古泉智浩の『読書とお知らせ』

マンガ家の古泉智浩です。ココログより引越ししました。

都市と人口

 新潟で何やってもあんまり盛り上がる事がない、特にサブカルやインディペンデントで何かイベントをやろうとしても集客があんまり見込めず儲けが出ないので単発で終わるとか赤字でも頑張るとかそんな事態がしばしばです。田舎だからしょうがないのかと考えていたけど、そもそもなぜ田舎なのかというと東京から距離があるからではなく、人口が少ないから田舎なのではないかとふと思い至りました。人がいなくて寂しいから商売もさっぱりで文化もあんまり盛り上がらない。
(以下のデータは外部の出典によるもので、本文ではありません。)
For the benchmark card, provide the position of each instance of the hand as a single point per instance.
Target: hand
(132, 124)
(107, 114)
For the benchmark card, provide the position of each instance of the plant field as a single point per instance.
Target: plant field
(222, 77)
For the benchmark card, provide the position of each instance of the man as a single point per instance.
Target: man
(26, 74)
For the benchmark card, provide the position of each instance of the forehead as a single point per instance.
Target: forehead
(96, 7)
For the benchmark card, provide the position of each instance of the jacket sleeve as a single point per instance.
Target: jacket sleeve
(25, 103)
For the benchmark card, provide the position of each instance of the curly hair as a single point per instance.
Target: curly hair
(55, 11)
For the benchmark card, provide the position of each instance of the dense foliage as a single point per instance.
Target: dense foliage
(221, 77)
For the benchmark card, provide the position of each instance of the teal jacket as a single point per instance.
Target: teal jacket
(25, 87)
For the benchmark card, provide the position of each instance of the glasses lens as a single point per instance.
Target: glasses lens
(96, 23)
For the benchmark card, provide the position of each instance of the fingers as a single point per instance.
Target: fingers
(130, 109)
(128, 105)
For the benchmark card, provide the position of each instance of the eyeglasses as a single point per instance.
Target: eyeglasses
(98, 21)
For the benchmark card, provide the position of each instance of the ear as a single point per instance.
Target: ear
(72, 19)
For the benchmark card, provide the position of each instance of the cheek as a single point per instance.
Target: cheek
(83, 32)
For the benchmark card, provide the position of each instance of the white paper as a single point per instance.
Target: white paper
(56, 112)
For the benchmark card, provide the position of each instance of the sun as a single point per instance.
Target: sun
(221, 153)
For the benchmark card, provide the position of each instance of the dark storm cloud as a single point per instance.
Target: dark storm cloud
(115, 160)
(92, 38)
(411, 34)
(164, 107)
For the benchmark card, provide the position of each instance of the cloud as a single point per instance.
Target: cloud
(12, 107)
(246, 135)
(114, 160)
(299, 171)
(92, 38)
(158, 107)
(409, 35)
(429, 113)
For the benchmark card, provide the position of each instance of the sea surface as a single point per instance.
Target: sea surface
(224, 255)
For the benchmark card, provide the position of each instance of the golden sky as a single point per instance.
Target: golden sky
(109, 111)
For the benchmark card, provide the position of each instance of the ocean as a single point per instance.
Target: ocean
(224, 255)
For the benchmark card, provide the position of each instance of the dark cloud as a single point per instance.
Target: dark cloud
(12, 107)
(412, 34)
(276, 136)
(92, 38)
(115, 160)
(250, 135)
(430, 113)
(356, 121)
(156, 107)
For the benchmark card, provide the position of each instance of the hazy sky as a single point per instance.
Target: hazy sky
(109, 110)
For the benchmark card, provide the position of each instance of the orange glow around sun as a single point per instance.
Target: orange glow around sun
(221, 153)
 そう思って人口統計を調べてみたところ、新潟市は2010年度で81万人で、東京の特別区部の810万人の10分の1でした。世田谷区とほぼ同じ人口です。新潟の81万人というのもかなりインチキで、平成の大合併ですごい範囲の町や村や市を統合してやっとのことでこの人口なんですよ。東京の特別区部と言っても、文化圏というか、ちょっと電車に乗れば新宿に行ける範囲とかで考えるともっともっと人口があるわけです。軽く1千万以上です。

 雑に考えて、新潟で一人の集客が、東京では15〜20人くらいと考えて間違いじゃないように思います。そのくらいの規模だと、外タレが来てもすぐ満員になるし、プロ野球の球団経営もそんなに難しくないし、単館の映画上映なんかでも軽く黒字にできるんじゃないかな。テレビ局やラジオ局も増やせます。
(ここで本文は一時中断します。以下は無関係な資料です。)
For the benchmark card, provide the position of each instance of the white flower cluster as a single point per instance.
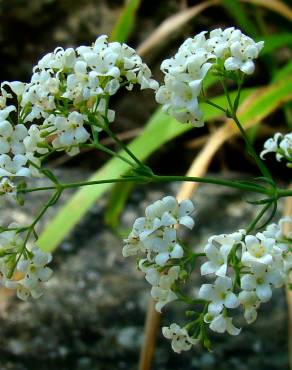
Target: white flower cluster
(29, 267)
(69, 91)
(180, 339)
(155, 236)
(259, 263)
(228, 49)
(279, 144)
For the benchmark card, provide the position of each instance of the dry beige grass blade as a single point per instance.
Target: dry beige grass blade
(288, 212)
(198, 169)
(175, 22)
(275, 5)
(171, 25)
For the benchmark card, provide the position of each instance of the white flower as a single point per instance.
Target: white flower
(10, 239)
(180, 339)
(260, 280)
(165, 246)
(14, 166)
(185, 72)
(217, 251)
(34, 142)
(168, 212)
(279, 144)
(258, 249)
(35, 273)
(250, 302)
(162, 293)
(70, 132)
(7, 187)
(278, 232)
(243, 52)
(11, 138)
(219, 295)
(221, 324)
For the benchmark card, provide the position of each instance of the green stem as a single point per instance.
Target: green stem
(121, 144)
(254, 222)
(110, 152)
(250, 148)
(215, 105)
(210, 180)
(158, 178)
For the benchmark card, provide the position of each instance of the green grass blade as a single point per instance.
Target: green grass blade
(237, 11)
(160, 129)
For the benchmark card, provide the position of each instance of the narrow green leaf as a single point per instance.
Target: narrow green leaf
(284, 72)
(126, 21)
(237, 11)
(159, 130)
(116, 202)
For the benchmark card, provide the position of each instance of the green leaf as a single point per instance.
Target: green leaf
(159, 130)
(268, 101)
(237, 11)
(126, 21)
(284, 72)
(116, 202)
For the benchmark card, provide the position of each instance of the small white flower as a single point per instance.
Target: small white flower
(279, 144)
(260, 280)
(257, 249)
(180, 339)
(14, 166)
(219, 295)
(7, 187)
(217, 251)
(221, 324)
(162, 293)
(250, 302)
(70, 132)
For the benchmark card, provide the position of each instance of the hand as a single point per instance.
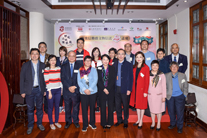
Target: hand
(128, 92)
(23, 95)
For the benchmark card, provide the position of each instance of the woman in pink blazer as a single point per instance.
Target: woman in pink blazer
(156, 94)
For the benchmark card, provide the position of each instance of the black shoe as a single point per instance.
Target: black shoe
(29, 130)
(180, 131)
(67, 125)
(171, 127)
(77, 125)
(41, 127)
(97, 109)
(125, 125)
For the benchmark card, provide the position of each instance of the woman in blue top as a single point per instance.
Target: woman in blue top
(87, 81)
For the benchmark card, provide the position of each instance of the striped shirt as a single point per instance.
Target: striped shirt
(52, 78)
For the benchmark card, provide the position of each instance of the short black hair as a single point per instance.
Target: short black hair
(34, 49)
(42, 43)
(121, 49)
(87, 57)
(105, 55)
(80, 39)
(143, 41)
(154, 62)
(112, 49)
(161, 49)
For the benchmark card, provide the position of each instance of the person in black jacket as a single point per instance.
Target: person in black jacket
(32, 88)
(106, 86)
(71, 92)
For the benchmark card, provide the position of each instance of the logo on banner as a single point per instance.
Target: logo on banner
(61, 28)
(65, 40)
(138, 39)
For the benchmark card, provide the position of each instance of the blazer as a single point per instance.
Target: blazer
(46, 57)
(58, 63)
(182, 83)
(67, 80)
(27, 78)
(126, 76)
(92, 78)
(182, 61)
(111, 82)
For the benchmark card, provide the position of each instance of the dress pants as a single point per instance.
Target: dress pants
(176, 106)
(119, 99)
(72, 102)
(91, 101)
(56, 94)
(30, 100)
(104, 120)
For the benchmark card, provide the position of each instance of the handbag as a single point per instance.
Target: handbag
(191, 98)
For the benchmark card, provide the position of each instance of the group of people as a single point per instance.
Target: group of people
(104, 82)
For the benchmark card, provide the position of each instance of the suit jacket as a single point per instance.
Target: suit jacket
(182, 83)
(46, 57)
(126, 76)
(111, 82)
(27, 78)
(67, 80)
(182, 61)
(58, 63)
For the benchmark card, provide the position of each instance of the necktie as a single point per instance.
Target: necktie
(175, 59)
(71, 69)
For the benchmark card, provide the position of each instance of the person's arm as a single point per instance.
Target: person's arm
(80, 84)
(95, 79)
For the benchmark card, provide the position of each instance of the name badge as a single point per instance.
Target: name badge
(149, 58)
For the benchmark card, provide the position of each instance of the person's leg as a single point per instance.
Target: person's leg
(57, 102)
(153, 120)
(179, 107)
(171, 111)
(125, 100)
(84, 106)
(68, 108)
(30, 109)
(76, 105)
(159, 116)
(92, 102)
(118, 105)
(50, 106)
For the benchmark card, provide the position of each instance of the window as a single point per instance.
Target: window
(198, 41)
(163, 40)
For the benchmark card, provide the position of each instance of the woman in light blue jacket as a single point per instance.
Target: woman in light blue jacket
(87, 81)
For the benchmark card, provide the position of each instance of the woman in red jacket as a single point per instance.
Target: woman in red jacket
(140, 87)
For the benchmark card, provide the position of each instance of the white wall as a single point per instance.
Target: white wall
(183, 39)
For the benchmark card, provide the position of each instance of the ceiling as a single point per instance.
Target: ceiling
(135, 14)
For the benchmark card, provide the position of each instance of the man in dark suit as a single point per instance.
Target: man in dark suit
(177, 57)
(43, 58)
(71, 92)
(32, 88)
(124, 82)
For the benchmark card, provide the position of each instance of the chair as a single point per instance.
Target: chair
(190, 107)
(20, 110)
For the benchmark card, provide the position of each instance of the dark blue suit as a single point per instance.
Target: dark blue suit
(182, 61)
(70, 98)
(121, 92)
(33, 94)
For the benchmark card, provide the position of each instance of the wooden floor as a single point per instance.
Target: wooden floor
(114, 132)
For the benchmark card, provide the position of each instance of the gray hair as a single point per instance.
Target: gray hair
(174, 63)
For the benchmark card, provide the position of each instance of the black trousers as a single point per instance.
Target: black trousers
(91, 101)
(104, 120)
(122, 99)
(72, 102)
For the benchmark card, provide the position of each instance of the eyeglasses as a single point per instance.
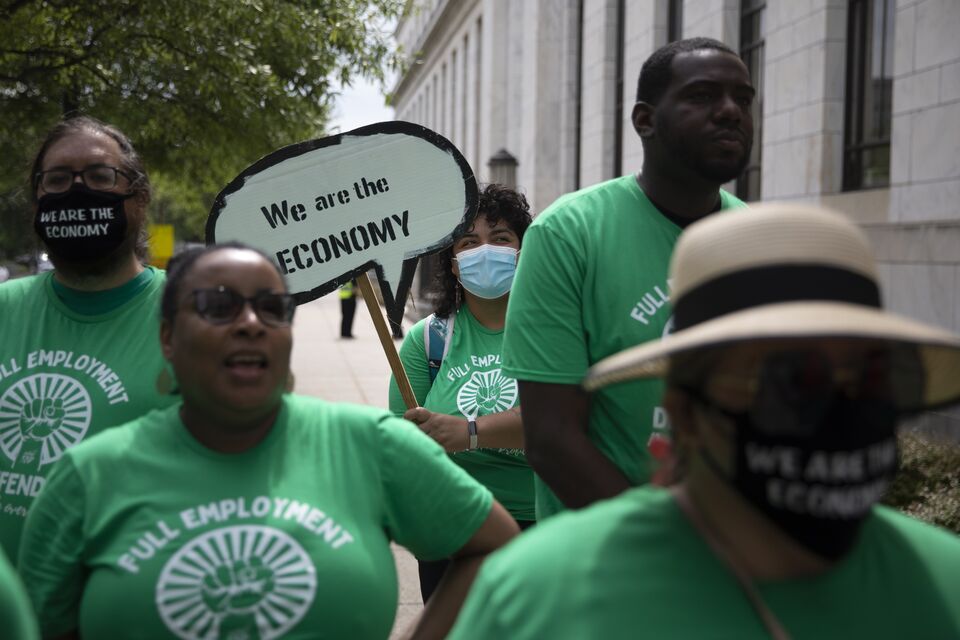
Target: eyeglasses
(222, 305)
(791, 390)
(99, 177)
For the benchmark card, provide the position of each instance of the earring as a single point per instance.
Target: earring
(164, 383)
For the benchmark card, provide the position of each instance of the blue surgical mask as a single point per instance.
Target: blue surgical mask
(487, 271)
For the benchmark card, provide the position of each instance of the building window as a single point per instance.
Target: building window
(866, 138)
(751, 50)
(674, 20)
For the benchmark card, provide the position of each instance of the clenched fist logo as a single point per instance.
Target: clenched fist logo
(231, 594)
(40, 417)
(239, 587)
(487, 397)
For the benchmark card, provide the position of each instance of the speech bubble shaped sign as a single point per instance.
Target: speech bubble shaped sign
(327, 210)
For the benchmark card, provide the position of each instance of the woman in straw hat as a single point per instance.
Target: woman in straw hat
(785, 381)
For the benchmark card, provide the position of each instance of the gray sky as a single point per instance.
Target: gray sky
(358, 105)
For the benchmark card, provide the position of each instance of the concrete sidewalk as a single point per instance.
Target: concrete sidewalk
(350, 371)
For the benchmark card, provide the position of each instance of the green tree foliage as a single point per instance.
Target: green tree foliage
(928, 484)
(203, 87)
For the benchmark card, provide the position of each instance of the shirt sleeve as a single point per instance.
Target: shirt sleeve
(544, 338)
(16, 615)
(432, 506)
(50, 560)
(480, 618)
(413, 355)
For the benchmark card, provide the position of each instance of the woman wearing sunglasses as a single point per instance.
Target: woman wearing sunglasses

 オレにも実感があります。新潟で上映会だとかサイン会をやってもほんの数人の集客ですよ。5人とか7人とかそんなもんですが、こんなオレでも『チェリーボーイズ』を出版した時にロフトプラスワンでイベントをした時満員になったことあります。びっくりしました。新潟で5人集めるのは東京で100人集めるのと一緒!なんてね、それはちょっと大げさかな。

 何年か前に、ときめきハイスクールというアイドル曲のDJイベントが新潟にありました。新潟で開催しているのにお客さんの半分以上が東京から来ていて、そのうち東京で開催していましたもんね。そりゃあそうだよなと思いました。

 実際、名古屋は221万人、札幌は188万人、仙台は100万人もの人口があって、地下鉄もあります。新潟の80万人はスカスカだから地下鉄を通しても赤字だろうし、バスですら最近は大変みたいです。人口が多いときっと商売もやりやすくなるから、会社も増えて雇用も増えて優秀な人が東京に行かなくても済むようになって、文化も豊かになって、更に人が集まるようになります。そうなったらそうなったで、家賃が高くなるとか人ごみが鬱陶しいとか近隣の人とのトラブルとか、そういうのが嫌で新潟に住んでいるのに本末転倒だ。人口減少社会でこんな事心配しても意味ないですが。

 そこまでじゃなくても、今81万人だから、120万人くらいで、この広さだったらきっとちょうどいい感じなんじゃないかな。大阪クラスになると息苦しくなるけど、札幌や名古屋なんてちょうどいいスカスカ感と、街の規模もすげえって思います。

 こんな事をグズグズと考えてみたのですが、どうすれば人口が増えるかとか全く何の方策も思いつかない。過疎の村で、若夫婦が住んでくれたらお金をくれるというのがあるけど、そういうのすればいいのかな。